Learning what to forget



In his marvelous – there will be a lot of marvelouses during this journey – Shakespeare and the Origins of English, Professor Neil Rhodes writes: “Watching television has long assumed the role that novel-reading did in the early nineteenth century, while in some quarters reading a book now seems to be as arduous an activity as writing was in the bone-chilling abbeys of the eleventh century…” And it’s hard not to agree (apart from the fact that internet exploration is cutting fast into that television viewing) as we lurch into beach-book lite-reading, I-Podded against the sound of the sea, too tired by everyday life.

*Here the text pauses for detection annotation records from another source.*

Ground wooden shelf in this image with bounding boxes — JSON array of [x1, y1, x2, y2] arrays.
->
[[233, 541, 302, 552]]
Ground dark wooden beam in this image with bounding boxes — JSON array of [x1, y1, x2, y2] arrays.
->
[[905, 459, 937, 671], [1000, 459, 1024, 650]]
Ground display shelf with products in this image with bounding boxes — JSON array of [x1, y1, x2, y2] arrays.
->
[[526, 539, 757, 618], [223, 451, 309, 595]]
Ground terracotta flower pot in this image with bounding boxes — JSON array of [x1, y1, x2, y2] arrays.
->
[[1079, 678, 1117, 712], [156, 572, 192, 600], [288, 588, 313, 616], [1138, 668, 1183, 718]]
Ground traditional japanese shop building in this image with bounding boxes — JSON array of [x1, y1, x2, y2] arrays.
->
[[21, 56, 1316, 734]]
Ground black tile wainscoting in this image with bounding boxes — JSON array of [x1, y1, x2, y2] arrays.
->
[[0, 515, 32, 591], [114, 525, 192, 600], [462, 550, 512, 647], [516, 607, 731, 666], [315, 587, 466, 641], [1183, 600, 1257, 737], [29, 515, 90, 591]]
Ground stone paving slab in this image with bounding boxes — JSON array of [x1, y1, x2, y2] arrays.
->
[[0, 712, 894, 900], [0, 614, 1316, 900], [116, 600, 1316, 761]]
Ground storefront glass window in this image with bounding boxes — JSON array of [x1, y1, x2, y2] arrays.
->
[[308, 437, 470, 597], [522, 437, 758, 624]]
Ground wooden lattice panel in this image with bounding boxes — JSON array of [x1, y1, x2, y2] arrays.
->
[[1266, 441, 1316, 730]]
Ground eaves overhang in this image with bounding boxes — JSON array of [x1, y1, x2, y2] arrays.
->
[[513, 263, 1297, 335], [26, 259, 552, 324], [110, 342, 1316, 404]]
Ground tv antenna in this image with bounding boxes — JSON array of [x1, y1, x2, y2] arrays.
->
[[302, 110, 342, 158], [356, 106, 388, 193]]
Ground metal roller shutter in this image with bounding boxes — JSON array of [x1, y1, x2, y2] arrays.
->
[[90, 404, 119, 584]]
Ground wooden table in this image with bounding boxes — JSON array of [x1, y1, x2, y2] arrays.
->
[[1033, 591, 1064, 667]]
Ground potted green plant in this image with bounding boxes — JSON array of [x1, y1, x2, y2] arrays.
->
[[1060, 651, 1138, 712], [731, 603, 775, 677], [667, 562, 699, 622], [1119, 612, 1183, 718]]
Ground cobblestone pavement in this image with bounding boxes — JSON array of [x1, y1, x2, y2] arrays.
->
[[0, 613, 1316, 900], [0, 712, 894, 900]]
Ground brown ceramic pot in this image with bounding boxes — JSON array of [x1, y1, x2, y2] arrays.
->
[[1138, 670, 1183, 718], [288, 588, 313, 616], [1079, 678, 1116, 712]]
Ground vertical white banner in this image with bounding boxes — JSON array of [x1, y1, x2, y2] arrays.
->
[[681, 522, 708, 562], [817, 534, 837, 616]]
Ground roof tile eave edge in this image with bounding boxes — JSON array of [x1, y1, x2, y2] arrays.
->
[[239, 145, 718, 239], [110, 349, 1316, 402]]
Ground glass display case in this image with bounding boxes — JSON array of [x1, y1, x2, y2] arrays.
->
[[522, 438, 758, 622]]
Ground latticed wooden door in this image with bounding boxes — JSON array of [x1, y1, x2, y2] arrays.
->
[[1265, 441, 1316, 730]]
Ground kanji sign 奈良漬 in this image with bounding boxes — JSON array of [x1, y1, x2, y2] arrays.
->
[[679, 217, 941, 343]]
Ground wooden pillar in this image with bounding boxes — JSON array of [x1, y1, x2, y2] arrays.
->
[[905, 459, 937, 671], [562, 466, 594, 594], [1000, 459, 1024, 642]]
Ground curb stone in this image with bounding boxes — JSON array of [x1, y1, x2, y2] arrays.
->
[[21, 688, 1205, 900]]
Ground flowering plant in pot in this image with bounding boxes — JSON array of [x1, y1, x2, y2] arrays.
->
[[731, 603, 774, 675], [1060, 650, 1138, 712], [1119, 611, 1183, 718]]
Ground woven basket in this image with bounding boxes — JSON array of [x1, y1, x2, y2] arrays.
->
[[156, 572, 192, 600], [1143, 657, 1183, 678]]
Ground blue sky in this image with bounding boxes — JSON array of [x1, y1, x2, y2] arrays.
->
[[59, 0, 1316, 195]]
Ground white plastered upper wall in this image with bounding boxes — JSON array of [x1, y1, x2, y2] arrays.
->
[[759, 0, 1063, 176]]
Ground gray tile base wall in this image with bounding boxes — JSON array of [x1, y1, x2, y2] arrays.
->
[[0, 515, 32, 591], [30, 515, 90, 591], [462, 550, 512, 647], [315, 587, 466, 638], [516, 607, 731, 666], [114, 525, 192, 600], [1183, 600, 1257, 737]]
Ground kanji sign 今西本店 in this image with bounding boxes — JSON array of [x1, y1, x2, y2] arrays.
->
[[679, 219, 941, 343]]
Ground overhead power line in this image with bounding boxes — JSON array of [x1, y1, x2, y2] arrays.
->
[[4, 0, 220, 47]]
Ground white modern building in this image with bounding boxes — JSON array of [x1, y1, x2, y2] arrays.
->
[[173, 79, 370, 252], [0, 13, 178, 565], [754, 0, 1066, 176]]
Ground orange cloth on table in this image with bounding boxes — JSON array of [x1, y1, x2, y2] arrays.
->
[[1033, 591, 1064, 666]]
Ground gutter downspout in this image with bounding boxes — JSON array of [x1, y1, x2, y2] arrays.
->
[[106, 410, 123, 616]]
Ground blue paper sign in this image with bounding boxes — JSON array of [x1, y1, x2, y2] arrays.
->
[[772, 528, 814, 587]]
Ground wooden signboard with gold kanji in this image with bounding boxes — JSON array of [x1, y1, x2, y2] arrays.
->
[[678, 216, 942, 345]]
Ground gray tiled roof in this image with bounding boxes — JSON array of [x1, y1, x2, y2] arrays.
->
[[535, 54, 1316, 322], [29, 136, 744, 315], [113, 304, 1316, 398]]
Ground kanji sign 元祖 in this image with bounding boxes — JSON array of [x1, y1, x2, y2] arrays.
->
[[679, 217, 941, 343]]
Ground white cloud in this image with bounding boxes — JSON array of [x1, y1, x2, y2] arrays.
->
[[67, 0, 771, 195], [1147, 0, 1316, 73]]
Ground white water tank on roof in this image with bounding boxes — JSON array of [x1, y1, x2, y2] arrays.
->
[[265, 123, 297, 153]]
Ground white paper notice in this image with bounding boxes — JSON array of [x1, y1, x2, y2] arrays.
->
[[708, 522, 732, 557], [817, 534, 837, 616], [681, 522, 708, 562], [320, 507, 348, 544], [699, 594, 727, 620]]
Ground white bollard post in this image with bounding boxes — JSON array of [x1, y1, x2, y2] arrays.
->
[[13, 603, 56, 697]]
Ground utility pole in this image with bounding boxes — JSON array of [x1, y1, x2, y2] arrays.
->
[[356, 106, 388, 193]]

And perhaps that’s why the first manifestation of my journey is via the current medium of intransience and speed, the web. I say current because something will replace it, at sometime – perhaps even in our lifetimes. Or merely augment: just as cinema seemed so destructive to the photographer, and photography to the painter, so the web appears to spell the end of books. I don’t think so. Not yet.

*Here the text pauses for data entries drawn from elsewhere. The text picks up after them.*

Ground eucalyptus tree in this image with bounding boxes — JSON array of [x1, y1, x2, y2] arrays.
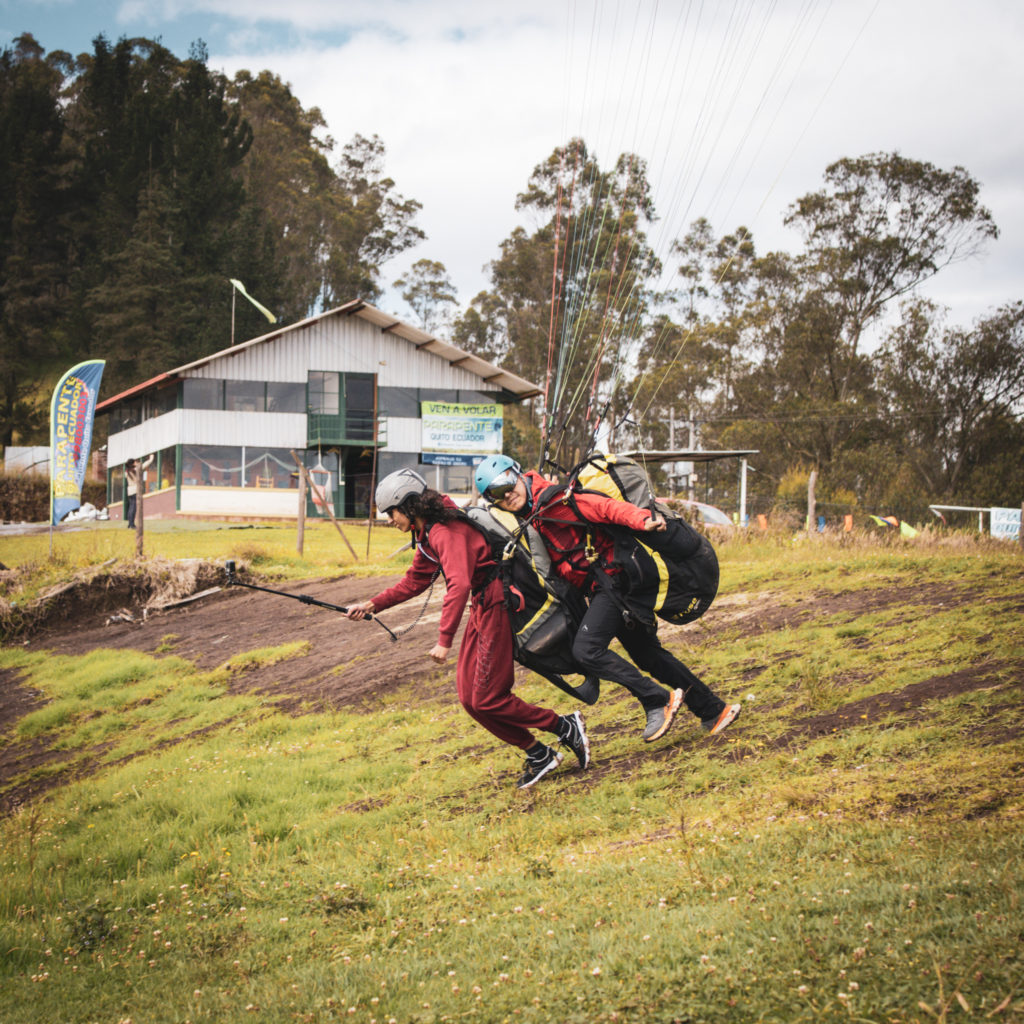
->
[[228, 71, 335, 321], [316, 134, 426, 307], [0, 35, 69, 444], [457, 138, 659, 462], [394, 259, 459, 332], [874, 300, 1024, 507]]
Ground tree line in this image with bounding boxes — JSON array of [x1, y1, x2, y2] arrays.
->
[[455, 139, 1024, 521], [0, 35, 423, 434], [0, 35, 1024, 519]]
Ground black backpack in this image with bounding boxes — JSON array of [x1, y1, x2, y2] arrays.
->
[[465, 507, 586, 678], [536, 455, 719, 632]]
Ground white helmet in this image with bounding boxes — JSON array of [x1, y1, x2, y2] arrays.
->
[[374, 469, 427, 513]]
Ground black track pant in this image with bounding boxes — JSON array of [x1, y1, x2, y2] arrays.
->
[[572, 590, 725, 720]]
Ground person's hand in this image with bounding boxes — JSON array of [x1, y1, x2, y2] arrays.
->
[[345, 601, 377, 618], [643, 512, 666, 534]]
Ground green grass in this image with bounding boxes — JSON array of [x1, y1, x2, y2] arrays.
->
[[0, 531, 1024, 1024]]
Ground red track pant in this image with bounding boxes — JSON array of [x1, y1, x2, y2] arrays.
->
[[456, 580, 558, 750]]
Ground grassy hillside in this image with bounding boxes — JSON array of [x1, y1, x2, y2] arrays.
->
[[0, 538, 1024, 1024]]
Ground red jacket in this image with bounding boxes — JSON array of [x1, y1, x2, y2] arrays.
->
[[371, 498, 495, 647], [519, 470, 650, 587]]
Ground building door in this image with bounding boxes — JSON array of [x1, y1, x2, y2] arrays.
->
[[343, 447, 374, 519], [302, 449, 345, 519]]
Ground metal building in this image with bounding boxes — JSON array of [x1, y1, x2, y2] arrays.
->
[[96, 301, 540, 518]]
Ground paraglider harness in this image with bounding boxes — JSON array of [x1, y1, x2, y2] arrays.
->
[[512, 455, 719, 633]]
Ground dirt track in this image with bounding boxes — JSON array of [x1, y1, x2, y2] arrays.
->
[[0, 577, 1024, 812]]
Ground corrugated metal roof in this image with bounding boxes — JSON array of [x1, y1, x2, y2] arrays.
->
[[96, 299, 542, 413]]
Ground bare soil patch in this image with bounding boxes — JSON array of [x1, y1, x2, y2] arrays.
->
[[0, 577, 1024, 812]]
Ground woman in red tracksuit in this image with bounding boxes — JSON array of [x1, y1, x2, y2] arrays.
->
[[476, 456, 740, 742], [348, 469, 590, 788]]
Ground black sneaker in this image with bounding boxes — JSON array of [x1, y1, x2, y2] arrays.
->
[[558, 711, 590, 768], [516, 746, 563, 790]]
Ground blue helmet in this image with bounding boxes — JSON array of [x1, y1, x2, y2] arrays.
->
[[475, 455, 522, 501]]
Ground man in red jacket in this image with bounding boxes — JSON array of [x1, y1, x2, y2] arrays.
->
[[476, 456, 740, 743], [348, 469, 590, 790]]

Coryat’s generation were faced with similar issues: what is Hamlet’s dilemma but in part a strong unease with theatre, the courtly rhetoric of Elizabethan “media”; what is Prospero’s island problem but a realization that magic – art – is not enough?

T.S Eliot in The Sacred Wood says, and I’m quoting Professor Rhodes’ edit: “The Elizabethan age in England was able to absorb a great quantity of new thoughts and new images, almost dispensing with tradition, because it has this great form of its own which imposed itself on everything that came to it…To have, given into ones hands a crude form, capable of infinite refinement, and to be the person to see the possibilities – Shakespeare was very fortunate.”

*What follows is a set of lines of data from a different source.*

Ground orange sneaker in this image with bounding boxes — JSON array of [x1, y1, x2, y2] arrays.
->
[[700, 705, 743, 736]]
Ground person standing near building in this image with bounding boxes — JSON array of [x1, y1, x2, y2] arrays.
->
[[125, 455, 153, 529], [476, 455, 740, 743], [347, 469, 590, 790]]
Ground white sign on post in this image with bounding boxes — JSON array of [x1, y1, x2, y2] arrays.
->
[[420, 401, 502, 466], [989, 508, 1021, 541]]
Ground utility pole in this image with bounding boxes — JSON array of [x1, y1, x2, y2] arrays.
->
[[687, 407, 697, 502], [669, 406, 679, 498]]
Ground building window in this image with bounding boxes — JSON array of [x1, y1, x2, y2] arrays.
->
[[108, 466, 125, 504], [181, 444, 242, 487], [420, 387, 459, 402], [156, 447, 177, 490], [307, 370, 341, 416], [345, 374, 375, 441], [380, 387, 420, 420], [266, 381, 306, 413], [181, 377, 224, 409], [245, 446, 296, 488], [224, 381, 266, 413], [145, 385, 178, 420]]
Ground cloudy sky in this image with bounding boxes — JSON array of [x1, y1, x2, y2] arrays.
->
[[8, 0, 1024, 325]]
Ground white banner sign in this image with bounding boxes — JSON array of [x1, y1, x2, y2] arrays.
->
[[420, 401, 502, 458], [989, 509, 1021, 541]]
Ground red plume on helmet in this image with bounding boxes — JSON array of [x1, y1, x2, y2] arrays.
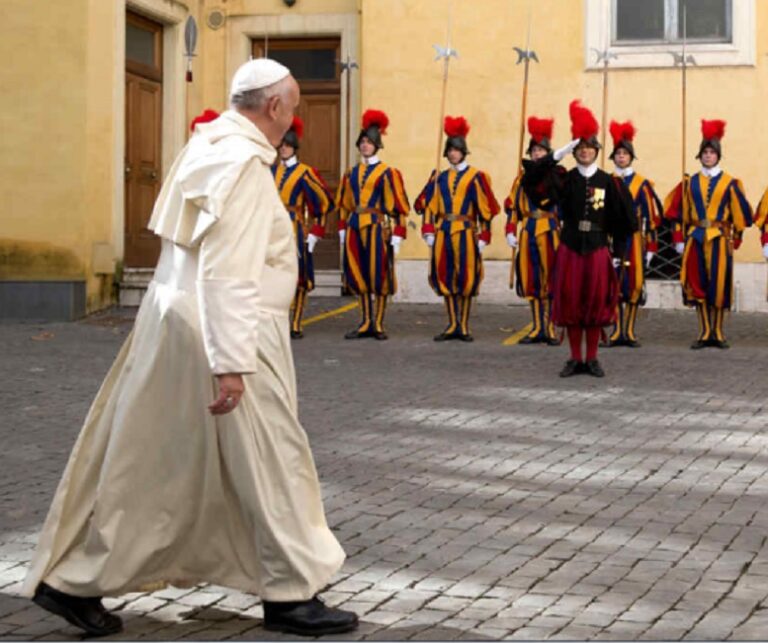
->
[[528, 116, 555, 145], [363, 109, 389, 134], [189, 109, 219, 132], [701, 118, 726, 141], [608, 121, 637, 147], [569, 100, 600, 142], [290, 116, 304, 140], [443, 116, 469, 138]]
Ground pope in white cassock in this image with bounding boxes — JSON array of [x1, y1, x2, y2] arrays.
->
[[24, 59, 357, 635]]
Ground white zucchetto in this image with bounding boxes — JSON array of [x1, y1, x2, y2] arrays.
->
[[230, 58, 291, 96]]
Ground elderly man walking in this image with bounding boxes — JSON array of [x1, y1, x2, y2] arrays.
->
[[24, 59, 357, 635]]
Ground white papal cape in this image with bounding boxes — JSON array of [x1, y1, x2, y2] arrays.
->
[[24, 111, 344, 601]]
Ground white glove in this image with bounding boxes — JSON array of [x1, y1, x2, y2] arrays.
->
[[552, 138, 581, 163], [307, 232, 320, 252]]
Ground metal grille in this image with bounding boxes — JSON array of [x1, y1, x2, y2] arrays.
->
[[645, 219, 680, 281]]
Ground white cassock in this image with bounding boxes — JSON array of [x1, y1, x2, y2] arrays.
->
[[23, 111, 344, 601]]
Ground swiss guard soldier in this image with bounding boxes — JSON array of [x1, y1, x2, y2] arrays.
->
[[608, 121, 662, 348], [504, 116, 560, 346], [523, 101, 637, 377], [272, 116, 334, 339], [755, 189, 768, 259], [664, 120, 752, 350], [416, 116, 500, 342], [336, 109, 410, 339]]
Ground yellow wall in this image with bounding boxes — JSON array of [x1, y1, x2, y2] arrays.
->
[[361, 0, 768, 261], [0, 0, 121, 309]]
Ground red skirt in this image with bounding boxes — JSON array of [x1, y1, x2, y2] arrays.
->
[[550, 243, 619, 326]]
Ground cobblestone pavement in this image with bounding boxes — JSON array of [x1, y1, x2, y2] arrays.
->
[[0, 299, 768, 640]]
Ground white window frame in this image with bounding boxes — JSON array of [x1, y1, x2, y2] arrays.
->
[[584, 0, 757, 70]]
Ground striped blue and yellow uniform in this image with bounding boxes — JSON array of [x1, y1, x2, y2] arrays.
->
[[417, 166, 500, 297], [336, 161, 410, 296], [616, 173, 662, 304], [272, 161, 334, 291], [504, 175, 560, 302], [665, 172, 752, 309]]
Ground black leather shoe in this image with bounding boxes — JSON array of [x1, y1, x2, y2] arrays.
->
[[264, 597, 358, 636], [32, 583, 123, 636], [586, 359, 605, 377], [560, 359, 583, 377], [344, 328, 373, 339]]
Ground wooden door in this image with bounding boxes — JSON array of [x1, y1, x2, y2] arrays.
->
[[253, 38, 341, 270], [124, 13, 163, 268]]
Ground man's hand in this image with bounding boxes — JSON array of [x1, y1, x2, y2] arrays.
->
[[307, 232, 320, 252], [208, 373, 245, 415]]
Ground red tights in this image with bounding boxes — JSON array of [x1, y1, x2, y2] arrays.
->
[[568, 326, 600, 362]]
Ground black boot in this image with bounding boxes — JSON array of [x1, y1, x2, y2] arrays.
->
[[264, 597, 357, 636], [32, 583, 123, 636], [560, 359, 584, 377]]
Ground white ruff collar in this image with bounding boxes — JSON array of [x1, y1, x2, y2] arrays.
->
[[576, 161, 597, 179]]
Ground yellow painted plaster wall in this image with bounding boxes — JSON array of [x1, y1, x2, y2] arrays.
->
[[361, 0, 768, 261], [198, 0, 362, 110], [0, 0, 123, 309]]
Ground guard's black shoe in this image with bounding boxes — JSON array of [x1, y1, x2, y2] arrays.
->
[[344, 328, 373, 339], [560, 359, 582, 377], [264, 597, 358, 636], [586, 359, 605, 377], [32, 583, 123, 636]]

So we’re not the first to be overwhelmed with stuff; nor to learn – in time, I hope – that as another literary critc, Kenneth Muir, writes, “The great poet is the one who forgets most.” He alludes I think to Ovid’s Narcissus who complained plenty has made me poor. Or as Professor Rhodes puts it: “Creative forgetting remains the work of the human imagination.”

So what to forget, what to remember, with this new “great form” that is digital communication? And what to explore in the past as I live absolutely for the minute, carpe diem-ing away my five months in Europe armed with the virtual history of the world at the end of my computer? Age means something: I’m fifty soon, experience is important now. And the experience of the first three days tells me I have to forget a lot if I am to see clearly in the coming months.

1 comment:

Anonymous said...

sounds like your finding your groove. Dont mind if we tag along? Safe travels Robin!!